The results again, increased comfort and reduction in cumulative trauma injuries.

Finally, looking at US West, a large company encouraged a lot of early reporting of symptoms, all across different work groups, and found that in terms of results that they saw a decrease in the number of cases and I believe also in costs.

A quick summary of these; I'll try to go in order here. What seemed to me to be consistent about these three reports was that the program started as initially being driven by worker's comp cost data and comfort surveys. The second common theme tended to be that these programs needed to be flexible and portable; that you need to tailor the program to your individual setting, and we might expect this because as ergonomists we always say "one size doesn't fit all, it needs to be tailored to fit."
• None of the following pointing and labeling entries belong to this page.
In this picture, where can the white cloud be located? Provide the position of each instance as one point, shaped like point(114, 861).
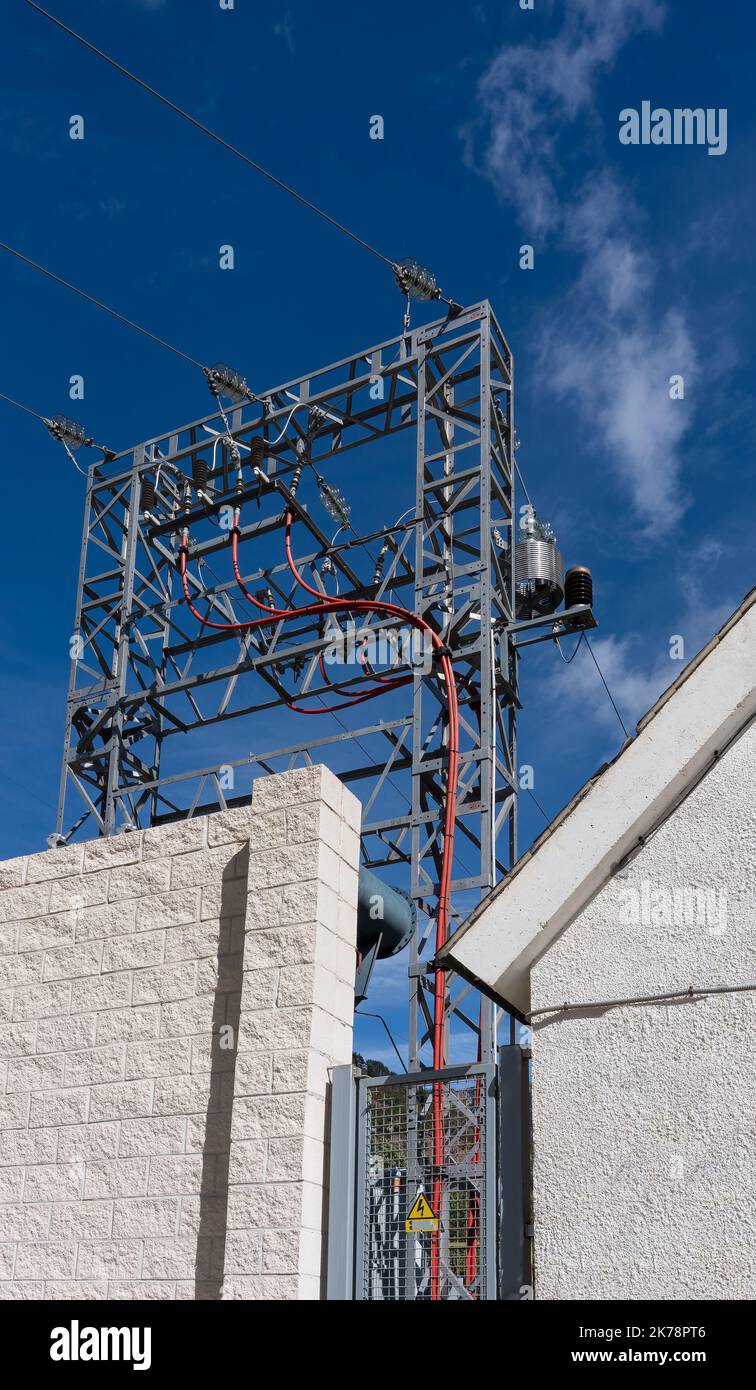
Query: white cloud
point(606, 346)
point(530, 93)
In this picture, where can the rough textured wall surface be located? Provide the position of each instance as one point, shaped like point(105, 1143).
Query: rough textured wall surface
point(644, 1115)
point(141, 1155)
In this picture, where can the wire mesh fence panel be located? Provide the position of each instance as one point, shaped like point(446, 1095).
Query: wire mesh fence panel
point(425, 1207)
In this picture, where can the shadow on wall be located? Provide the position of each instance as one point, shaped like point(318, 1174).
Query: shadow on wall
point(227, 1007)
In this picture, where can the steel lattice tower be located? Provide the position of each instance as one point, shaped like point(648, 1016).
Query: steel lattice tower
point(145, 676)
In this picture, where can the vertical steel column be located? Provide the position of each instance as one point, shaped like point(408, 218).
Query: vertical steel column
point(339, 1269)
point(122, 638)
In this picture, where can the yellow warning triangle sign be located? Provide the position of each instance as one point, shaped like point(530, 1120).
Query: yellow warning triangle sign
point(421, 1215)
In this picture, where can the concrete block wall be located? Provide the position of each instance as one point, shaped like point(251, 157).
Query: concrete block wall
point(170, 1005)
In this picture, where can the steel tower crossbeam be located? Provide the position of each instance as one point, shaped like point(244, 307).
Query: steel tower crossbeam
point(432, 412)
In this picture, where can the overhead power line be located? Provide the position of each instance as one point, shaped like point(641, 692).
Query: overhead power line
point(606, 687)
point(21, 406)
point(225, 145)
point(99, 303)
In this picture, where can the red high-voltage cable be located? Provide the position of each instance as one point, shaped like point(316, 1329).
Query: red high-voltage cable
point(380, 606)
point(445, 884)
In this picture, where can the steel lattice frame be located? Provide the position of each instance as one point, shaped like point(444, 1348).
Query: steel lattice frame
point(141, 673)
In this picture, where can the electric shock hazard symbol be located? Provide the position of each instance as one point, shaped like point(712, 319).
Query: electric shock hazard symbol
point(421, 1215)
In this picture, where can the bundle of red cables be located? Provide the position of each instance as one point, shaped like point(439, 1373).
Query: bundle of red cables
point(382, 609)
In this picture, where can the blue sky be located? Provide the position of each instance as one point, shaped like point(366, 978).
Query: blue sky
point(500, 129)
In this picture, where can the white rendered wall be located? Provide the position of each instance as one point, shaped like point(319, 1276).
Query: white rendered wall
point(645, 1115)
point(141, 1157)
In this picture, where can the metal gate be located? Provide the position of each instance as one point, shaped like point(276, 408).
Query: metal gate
point(421, 1168)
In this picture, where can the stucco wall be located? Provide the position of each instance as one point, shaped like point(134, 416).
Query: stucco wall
point(645, 1115)
point(141, 1155)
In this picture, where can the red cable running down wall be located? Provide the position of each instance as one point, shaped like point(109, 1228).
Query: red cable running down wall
point(384, 609)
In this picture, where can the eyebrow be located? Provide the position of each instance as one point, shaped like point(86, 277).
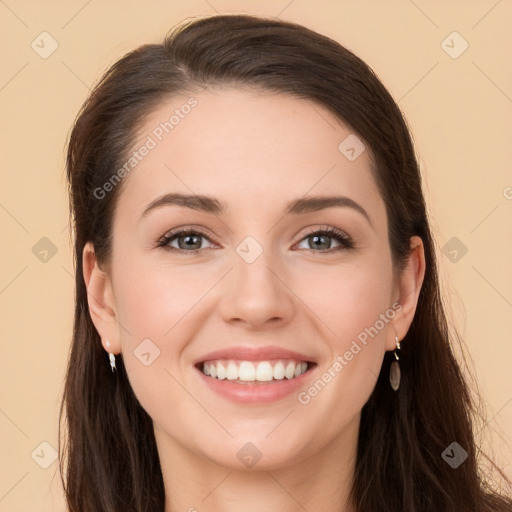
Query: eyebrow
point(211, 205)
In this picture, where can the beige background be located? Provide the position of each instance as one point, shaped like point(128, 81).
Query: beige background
point(460, 113)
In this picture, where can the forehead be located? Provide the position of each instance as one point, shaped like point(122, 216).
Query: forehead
point(251, 149)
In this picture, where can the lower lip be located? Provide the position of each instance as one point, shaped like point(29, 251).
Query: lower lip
point(255, 392)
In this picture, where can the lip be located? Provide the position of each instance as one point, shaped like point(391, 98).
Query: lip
point(254, 392)
point(245, 353)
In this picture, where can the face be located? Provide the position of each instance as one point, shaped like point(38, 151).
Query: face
point(251, 288)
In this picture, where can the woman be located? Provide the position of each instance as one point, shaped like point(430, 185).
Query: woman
point(253, 253)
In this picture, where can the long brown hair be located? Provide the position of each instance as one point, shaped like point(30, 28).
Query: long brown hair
point(109, 460)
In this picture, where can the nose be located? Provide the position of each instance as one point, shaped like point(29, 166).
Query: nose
point(257, 294)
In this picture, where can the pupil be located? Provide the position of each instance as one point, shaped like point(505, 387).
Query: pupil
point(317, 238)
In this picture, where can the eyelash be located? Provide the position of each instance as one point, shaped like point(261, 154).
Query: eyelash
point(345, 241)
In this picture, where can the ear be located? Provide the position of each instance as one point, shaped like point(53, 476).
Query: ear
point(100, 298)
point(409, 286)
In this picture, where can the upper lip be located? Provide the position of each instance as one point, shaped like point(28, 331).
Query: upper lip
point(245, 353)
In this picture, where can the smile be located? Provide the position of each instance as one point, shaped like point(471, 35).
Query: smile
point(254, 371)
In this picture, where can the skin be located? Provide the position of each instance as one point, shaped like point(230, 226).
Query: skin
point(255, 152)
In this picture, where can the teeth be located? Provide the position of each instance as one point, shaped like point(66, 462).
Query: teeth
point(249, 371)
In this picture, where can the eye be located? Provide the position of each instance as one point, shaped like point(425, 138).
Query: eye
point(189, 240)
point(320, 238)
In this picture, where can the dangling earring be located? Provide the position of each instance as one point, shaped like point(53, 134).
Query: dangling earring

A third common theme was the establishment of guidelines for offices. That is, what should an office setup look like? What should your workstation setup look like? To make the equipment available for demonstration use, so that people can actually touch and try out the items that you encourage them to use. And certainly you need to train them in the appropriate use.

Now another theme that came up in these presentations was that when you set up these guidelines for offices, you need to allow for and I would say encourage movement and posture in the workstation. As we heard earlier, sit/stand workstation seems to be the way to go.

If you do that, what kind of results would you expect to see, based on the experience of these three programs? First of all, you would expect to see lower incidence of musculoskeletal disorder, you would expect to see lowered cost and you would expect to see enhanced productivity.

I would encourage you all to go out and replicate these kinds of programs in your own settings. Thank you.

MR. LeGRANDE: Thanks, Tom. I think we can see that clearly, regardless of which industry was represented and which occupations were represented, clearly the development of a comprehensive ergonomics program including a component involving workers in the process works. That is, we see not only will there be worker involvement, but there will also be a reduction in the occurrence of ergonomic-related injuries in illnesses.